Les productions d’Art Brut demeurent comme des adresses suspendues : leur art fait vibrer un questionnement irrésolu. Ce sont réellement des œuvres « ouvertes » au sens où l’entend Umberto Eco, c’est-à-dire qu’elles offrent des perceptions plurielles et sollicitent l’intérêt de chacun. C’est à cette réflexion au-delà des disciplines et des canons arbitraires de la production d’œuvres et de connaissances que nous invite Lucienne Peiry dans cette conférence, entre emprunt, détournement, bricolage et radicale inventivité. Une invitation au dialogue entre art et science autour de l’interdisciplinarité.

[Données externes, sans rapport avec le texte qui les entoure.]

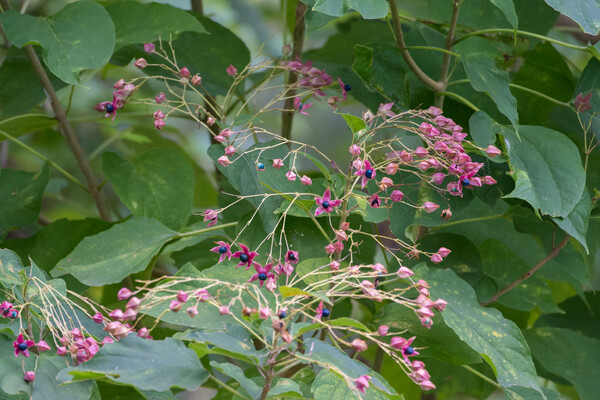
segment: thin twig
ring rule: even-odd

Le Centre Interdisciplinaire de l’Institut Universitaire Kurt Bösch accueille Lucienne Peiry pour une conférence consacrée à ces questions. Docteure en histoire de l’art de l’Université de Lausanne, elle a signé la première thèse consacrée à l’Art Brut. De 1987 à 2001, elle travaille en tant que journaliste culturelle à la Radio romande et est commissaire d’expositions indépendantes. Elle succède en 2001 à Michel Thévoz à la direction de la Collection de l’Art Brut à Lausanne et donne un nouveau souffle au musée, notamment en produisant des films documentaires sur les créateurs et en développant le programme destiné au jeune public. En décembre 2011, Lucienne Peiry quitte la direction de la Collection de l’Art Brut, elle est nommée directrice de la recherche et des relations internationales. Elle multiplie les projets pour rendre visible l’Art Brut à l’étranger, découvre des œuvres aux quatre coins du monde et développe les études sur les créateurs de la collection. Elle est l’auteure de diverses publications sur le sujet, en particulier de l’ouvrage de référence intitulé L’Art Brut paru chez Flammarion en 1997 (4 rééditions).